Creating an ERM culture requires people: technology alone does not create an effective risk management system. It also takes dedicated people at all levels with focus and vigilance.

AuthorBrown, Jeffery
PositionEnterprise Risk Management

The first "World Risk Day," on June 26, 2012, was created to raise awareness around how taking smarter risks drives corporate strategy, improves business confidence and grows profits. That message introduces a key point that is often overlooked: effective risk management is not about trying to avoid risk; it is about striking a balance between minimizing risk and maximizing reward.

Creating and implementing an enterprise risk management (ERM) practice is critical to achieving and maintaining that balance. A critical topic to examine within ERM is whether a lack of information controls is creating unacceptable risk levels. One solution to reducing elevated risk levels is to implement a software-based solution to establish automated end-to-end controls, eliminating the risks and costs associated with performing the risk-related tasks manually.

Technology can facilitate the implementation of a three-phase approach to ensuring accuracy of information as it moves across disparate systems. However, technology should not play an exclusive role in shaping an effective ERM program.

Regularly training and communicating risk to employees at all levels across the entire organization can play just as critical a role in improving decision-making, while also reducing risk and likelihood of falling out of compliance.

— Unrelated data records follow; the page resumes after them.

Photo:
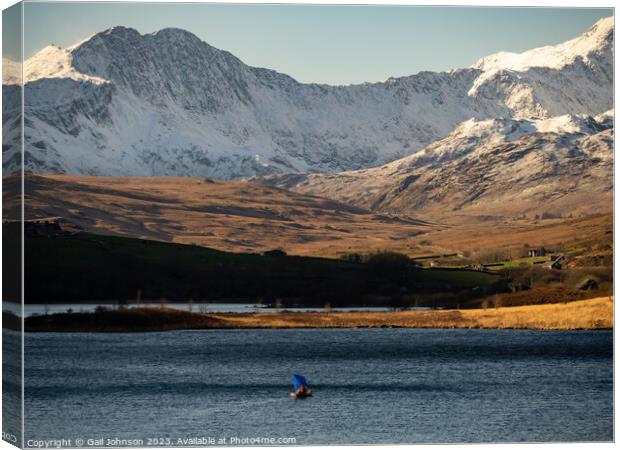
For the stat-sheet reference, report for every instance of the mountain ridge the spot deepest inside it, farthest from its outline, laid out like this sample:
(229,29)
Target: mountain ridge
(167,103)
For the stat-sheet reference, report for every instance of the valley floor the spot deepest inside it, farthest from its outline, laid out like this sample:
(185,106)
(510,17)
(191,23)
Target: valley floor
(590,314)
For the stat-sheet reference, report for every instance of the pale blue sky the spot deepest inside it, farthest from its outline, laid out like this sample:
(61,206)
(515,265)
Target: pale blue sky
(323,44)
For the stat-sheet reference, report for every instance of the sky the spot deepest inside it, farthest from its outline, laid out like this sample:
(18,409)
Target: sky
(317,43)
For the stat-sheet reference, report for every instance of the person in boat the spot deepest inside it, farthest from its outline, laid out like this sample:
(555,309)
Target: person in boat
(300,386)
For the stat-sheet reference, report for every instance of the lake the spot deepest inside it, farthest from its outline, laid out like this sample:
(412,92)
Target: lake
(371,385)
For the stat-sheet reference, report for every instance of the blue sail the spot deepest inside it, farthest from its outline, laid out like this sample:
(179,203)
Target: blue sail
(298,381)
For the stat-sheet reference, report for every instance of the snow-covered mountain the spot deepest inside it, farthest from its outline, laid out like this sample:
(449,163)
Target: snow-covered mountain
(498,167)
(122,103)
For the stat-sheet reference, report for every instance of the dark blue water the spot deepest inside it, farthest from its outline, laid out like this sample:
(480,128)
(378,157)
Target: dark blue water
(371,386)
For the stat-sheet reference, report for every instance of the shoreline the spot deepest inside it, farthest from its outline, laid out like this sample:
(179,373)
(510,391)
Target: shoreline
(592,314)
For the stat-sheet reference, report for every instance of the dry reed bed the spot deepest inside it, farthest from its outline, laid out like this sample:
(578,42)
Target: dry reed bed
(595,313)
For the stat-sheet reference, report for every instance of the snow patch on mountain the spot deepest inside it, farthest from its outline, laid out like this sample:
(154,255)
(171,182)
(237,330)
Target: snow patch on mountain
(166,103)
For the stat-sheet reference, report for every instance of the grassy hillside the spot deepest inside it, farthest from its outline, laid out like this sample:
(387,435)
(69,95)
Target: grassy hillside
(83,267)
(587,314)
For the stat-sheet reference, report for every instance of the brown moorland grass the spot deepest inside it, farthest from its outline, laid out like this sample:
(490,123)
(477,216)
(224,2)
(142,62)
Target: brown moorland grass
(590,314)
(248,217)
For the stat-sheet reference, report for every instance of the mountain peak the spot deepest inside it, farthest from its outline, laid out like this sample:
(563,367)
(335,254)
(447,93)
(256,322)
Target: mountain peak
(594,40)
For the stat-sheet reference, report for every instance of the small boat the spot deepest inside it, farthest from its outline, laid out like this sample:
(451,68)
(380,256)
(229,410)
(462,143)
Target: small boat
(300,387)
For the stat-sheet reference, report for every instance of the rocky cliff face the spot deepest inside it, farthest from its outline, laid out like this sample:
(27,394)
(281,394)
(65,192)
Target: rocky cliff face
(122,103)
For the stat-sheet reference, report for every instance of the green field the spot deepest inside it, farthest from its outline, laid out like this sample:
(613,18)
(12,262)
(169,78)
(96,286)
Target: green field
(519,262)
(88,267)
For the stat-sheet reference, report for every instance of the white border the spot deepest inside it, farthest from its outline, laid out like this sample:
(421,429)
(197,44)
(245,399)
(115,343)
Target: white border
(489,3)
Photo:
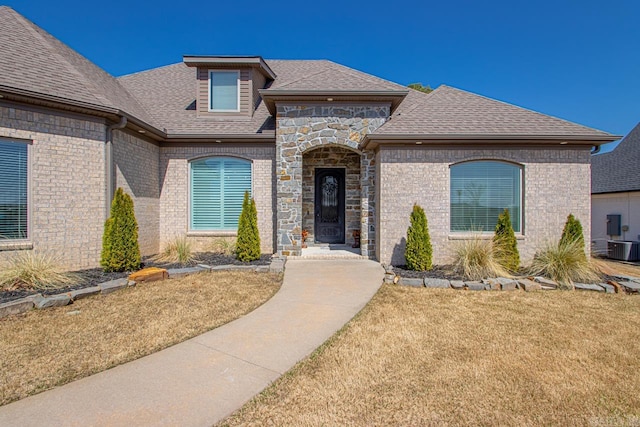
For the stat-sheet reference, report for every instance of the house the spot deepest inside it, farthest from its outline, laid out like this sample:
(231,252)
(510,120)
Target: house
(321,147)
(615,190)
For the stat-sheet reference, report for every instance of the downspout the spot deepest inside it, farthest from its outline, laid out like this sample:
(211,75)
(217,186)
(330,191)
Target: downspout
(108,155)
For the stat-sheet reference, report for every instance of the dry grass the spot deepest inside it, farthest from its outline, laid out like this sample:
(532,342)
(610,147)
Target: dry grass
(43,349)
(34,270)
(478,258)
(564,263)
(607,266)
(419,357)
(176,250)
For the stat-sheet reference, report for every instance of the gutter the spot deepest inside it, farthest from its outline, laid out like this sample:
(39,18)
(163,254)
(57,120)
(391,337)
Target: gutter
(108,155)
(377,139)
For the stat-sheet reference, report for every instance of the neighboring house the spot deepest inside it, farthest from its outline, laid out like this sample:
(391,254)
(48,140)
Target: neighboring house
(321,147)
(615,190)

Business operations are information driven. Organizations receive, process, produce, store and send a staggering array of information to support and manage operations, satisfy regulators and make important decisions. They use sophisticated information systems and state-of-the-art information technologies.

However, information environments are inherently susceptible to the risk of information errors, which can result in increased costs, reputational and compliance risks and overall inefficiencies.

In addition, information errors may adversely impact an organization's ability to operate competitively. To combat overwhelming information errors, organizations are increasingly developing and implementing data governance strategies that are aimed at detecting and preventing occurrences.

Data governance is the practice of developing standards, processes and controls around data to ensure the availability, usability, integrity and security of the data employed in an enterprise. As part of their data governance initiatives, most organizations deploy an array of automated tools and techniques to ensure the accuracy, consistency and reliability of information.